Love reforms
Rajitha
CREDITS:
Cast: Manoj, Richa Palot, Dhamu, Vinu Chakravarthy, Vaiyapuri
Director: Sharan
Music: A R Rahman
Editor: Suresh Urs
Art: Mohana Mahendran
Camera: A Venkatesh
Producer: Janani Creations
Veteran director Bharatiraja has been moving heaven and earth, and everything in-between, to try and launch his son Manoj on the Tamil marquee.
In fact, Bharatiraja helmed Manoj's debut film, Taj Mahal --- only for it to prove an embarassing flop. Then came the much-delayed Kadal Pookal, which bagged a National Award for screenplay without, however, showing any kind of legs at the box office.
This time, Bharatiraja is content to play producer, while roping in Sharan to direct his son.
Sharan has an affinity for children who do not get the love they deserve from their parents. In fact, the character of the hero (Ajith) in his earlier outing, Amarkalam, showed a similar bias.
So in Alli Arjuna too, Manoj has a bad childhood, growing up to be a young lad whose sole aim in life is to irritate his father. Manoj leaves home and stays in a run-down, abandoned police station (again, shades of Sharan's penchant for unusual settings, similar to the cinema hall that was the locale of Amarkalam) with a group of guys (Vinu Chakravarthy, Vaiyapuri, Dhamu -- the same team that formed the backbone of the Amarkalam cast).

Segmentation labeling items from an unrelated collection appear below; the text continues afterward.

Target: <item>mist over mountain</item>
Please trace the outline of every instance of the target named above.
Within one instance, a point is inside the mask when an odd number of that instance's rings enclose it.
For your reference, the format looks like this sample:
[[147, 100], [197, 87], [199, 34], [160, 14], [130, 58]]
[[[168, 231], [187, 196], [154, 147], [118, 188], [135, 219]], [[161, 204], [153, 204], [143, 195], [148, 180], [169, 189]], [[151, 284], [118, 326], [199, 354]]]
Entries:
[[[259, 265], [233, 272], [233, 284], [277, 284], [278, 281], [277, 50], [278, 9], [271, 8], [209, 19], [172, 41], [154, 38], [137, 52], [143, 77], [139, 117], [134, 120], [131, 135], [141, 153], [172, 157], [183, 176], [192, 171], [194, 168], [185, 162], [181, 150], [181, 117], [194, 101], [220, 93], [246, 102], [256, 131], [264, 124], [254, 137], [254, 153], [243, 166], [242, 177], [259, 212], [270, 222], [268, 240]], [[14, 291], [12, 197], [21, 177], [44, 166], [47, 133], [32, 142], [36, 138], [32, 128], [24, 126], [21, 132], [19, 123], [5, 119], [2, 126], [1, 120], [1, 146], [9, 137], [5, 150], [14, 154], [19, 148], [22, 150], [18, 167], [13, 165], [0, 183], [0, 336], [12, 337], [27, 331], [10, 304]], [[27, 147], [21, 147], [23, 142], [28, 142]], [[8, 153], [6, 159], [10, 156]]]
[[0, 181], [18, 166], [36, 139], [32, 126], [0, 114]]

Debutante Richa Pallot plays a young girl who, scarred by her friend's horrible death, runs away from home. The friend was sexually assaulted in a shopping mall and kissed in public --- a traumatic incident that leads her to commit suicide.
The friend's prospective bridegroom, far from being affected by the tragedy, cynically proposes marriage to Richa, arguing that life has to go on. Sickened, Richa runs away and ends up in the same house where Manoj and gang are staying.
Manoj falls for her, but she seems him as a chronic never-do-well, a rowdy and a wastrel and will have nothing to do with him. Typically, Manoj changes -- but again, she argues that the fact that he has changed is not per se reason for her to fall in love with him.
And finally, the revelation -- that Manoj, in his erstwhile rough and rowdy avtaar, was the man responsible for kissing her friend in public and leading to her suicide.
The revelation and its fallout are what the rest of the film is about.
In recent years, eve teasing and sexual harassment, has grown into a full-fledged menace in Chennai. The real life tragedy of Sarika Shah has in fact found cinematic echoes in a scene in Shankar's Mudhalvan, while Sharan too touches on the theme here.
This, too, is typical of Sharan. The director has the knack of taking in the buzz words, and weaving them into plots. Thus, in Amarkalam, the Stockholm Syndrome, where the victim of a kidnapper begins to empathise with the abductor was used to good effect.
But somehow the story fails to grip. As do the characters. If in Amarkalam, you empathised with the rowdy Ajit and the vivacious heroine, played by Shalini, you don't feel for either Manoj or Richa.
This, coupled with an overdose of drama in the over-long climax, earn the film demerits at the box office.